I’d never even heard of the Ookami, but Ryushin bore enough resemblance to the dead Asian were that they could have been related.
“Brother?” I asked. He gave me another single nod, his face tight. His eyes burned, though, and I realized he was a lot younger than he presented himself. The victim was his older brother, then. I was guessing Ryushin’s promotion to pack leader had been sudden and unwanted.
A silent, black-haired male and female pair so tall and slim they would have made a scarecrow feel fat stood at the back of the group, regarding me with eerily pale eyes. Their irises might have been a really dark shade of snow white, but no deeper.
“Those are Aivars and Aija Kaviš, of the Viskalcis,” said Donal. “They don’t speak much. English, or at all.”
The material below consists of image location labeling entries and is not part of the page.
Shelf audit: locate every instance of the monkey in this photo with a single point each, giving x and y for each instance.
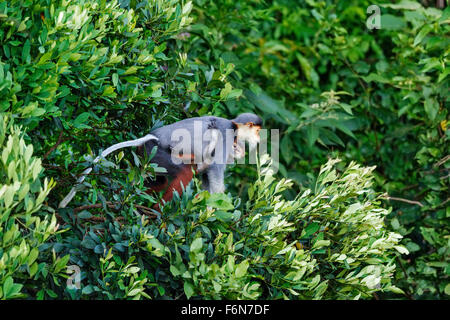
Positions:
(204, 145)
(205, 153)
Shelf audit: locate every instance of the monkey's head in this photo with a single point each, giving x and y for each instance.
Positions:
(248, 126)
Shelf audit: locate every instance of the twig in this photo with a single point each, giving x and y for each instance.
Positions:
(442, 161)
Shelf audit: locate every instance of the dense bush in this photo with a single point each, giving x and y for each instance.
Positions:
(26, 265)
(379, 97)
(78, 76)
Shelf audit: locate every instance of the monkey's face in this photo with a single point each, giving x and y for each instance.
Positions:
(249, 132)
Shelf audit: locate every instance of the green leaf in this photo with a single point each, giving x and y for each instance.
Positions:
(196, 245)
(431, 108)
(188, 289)
(81, 119)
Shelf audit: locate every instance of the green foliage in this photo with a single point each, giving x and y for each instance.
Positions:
(24, 234)
(78, 76)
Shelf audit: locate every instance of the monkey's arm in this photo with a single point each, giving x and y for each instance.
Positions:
(117, 146)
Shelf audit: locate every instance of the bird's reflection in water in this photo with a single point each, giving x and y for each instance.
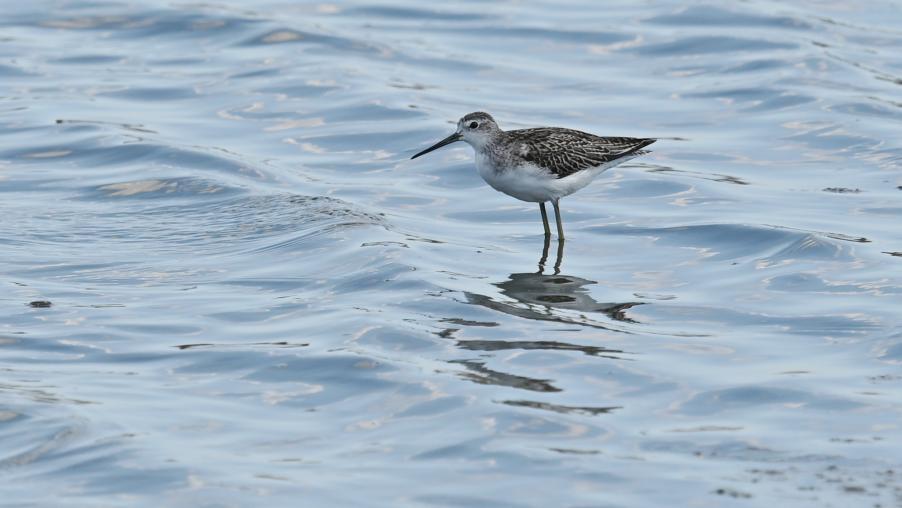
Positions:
(542, 297)
(556, 298)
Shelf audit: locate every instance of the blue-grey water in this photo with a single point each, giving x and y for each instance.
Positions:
(224, 283)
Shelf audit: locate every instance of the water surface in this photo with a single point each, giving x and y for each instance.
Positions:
(225, 284)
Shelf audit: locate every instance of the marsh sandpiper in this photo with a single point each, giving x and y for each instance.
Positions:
(542, 164)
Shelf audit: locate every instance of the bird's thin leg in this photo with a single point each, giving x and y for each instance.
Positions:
(544, 255)
(557, 216)
(560, 257)
(545, 220)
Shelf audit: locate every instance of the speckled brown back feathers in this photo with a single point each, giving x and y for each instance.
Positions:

The Viskalcis smelled of some manner of were, but I’d never met one face-to-face. Aivars and Aija didn’t look like they saw daylight very often. Maybe it burned.
“Their pack leader was also murdered in this manner,” said Ryushin. “Now you will tell us what you are doing about it.”
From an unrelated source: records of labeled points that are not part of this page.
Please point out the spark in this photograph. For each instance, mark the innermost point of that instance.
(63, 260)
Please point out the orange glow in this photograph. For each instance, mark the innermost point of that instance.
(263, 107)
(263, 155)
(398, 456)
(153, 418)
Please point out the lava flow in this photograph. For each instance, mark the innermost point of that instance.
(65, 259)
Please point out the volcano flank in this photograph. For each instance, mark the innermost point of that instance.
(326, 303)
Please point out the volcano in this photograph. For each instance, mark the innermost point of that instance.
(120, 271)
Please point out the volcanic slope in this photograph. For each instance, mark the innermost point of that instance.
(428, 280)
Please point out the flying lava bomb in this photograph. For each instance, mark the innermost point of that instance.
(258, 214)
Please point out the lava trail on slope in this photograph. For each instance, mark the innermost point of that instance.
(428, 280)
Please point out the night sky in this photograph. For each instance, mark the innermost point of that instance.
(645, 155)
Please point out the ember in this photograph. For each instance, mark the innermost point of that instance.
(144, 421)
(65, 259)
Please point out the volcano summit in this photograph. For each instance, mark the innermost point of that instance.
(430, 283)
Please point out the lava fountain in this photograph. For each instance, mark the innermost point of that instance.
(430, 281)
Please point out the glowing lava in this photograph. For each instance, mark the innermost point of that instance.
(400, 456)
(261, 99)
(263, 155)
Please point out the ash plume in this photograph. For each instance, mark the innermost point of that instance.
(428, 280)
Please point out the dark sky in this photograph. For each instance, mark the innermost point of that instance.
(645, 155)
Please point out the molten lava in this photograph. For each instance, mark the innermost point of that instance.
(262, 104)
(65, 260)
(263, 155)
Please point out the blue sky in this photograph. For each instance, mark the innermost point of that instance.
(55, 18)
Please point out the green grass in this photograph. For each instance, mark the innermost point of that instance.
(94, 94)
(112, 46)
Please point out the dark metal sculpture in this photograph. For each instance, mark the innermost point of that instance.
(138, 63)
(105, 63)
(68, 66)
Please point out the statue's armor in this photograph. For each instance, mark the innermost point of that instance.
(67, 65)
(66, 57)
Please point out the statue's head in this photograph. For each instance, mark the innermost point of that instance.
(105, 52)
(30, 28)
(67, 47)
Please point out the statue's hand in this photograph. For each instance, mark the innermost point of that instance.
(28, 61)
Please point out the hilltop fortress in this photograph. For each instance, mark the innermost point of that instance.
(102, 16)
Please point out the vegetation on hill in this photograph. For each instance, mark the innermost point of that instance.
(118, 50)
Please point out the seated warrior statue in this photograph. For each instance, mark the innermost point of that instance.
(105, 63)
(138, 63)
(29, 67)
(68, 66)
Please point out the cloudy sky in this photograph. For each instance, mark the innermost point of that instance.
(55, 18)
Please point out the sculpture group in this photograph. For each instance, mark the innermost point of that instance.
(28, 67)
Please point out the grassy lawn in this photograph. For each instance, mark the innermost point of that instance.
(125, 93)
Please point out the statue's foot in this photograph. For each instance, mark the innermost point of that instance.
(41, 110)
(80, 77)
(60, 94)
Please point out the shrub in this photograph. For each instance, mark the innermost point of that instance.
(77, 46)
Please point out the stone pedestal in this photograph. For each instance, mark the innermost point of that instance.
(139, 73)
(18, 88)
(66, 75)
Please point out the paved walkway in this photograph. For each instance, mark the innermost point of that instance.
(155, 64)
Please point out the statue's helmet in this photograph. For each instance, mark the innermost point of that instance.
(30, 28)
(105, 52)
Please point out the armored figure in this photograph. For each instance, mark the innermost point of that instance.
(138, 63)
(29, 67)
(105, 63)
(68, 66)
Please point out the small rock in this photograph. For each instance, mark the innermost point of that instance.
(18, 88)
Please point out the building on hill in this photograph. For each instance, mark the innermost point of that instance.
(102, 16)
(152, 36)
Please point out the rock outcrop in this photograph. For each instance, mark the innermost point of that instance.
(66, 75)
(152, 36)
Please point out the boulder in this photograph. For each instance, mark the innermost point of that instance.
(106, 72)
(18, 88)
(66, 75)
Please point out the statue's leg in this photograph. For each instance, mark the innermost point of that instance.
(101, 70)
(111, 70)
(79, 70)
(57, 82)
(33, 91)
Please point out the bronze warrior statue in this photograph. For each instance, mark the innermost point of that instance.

Have I mentioned I hate being ordered around, especially by men? Comes from another lifetime as a waitress and a girl who always picked out the boyfriend guaranteed to have control-freak tendencies. Not that my track record lately was any better.
“I can’t discuss the details of an open case,” I said. “I’m truly sorry for your losses . . .”
Donal laid a hand on my shoulder. It felt like an iron vise. “We don’t expect an Insoli to understand. Or a plain human, for that matter.” He let his eyes drift to Bryson. “But we’ve come here for answers, missy, and answers we are going to have.”
“Look,” said Bryson. “I am busting my goddamn ass over this case, and it might be a little bit easier to close if you people would give up some information about the vics.”
The Ookami weres snarled at that, and Aija’s bloodless lips, nearly the same color as her teeth, pulled back. Only Donal stayed calm.
“Laddie, don’t be pretending like you care about what happens to a bunch of animals. If you walked like you talk, we wouldn’t be here. To you, my niece dying is the same as someone shooting a dog.”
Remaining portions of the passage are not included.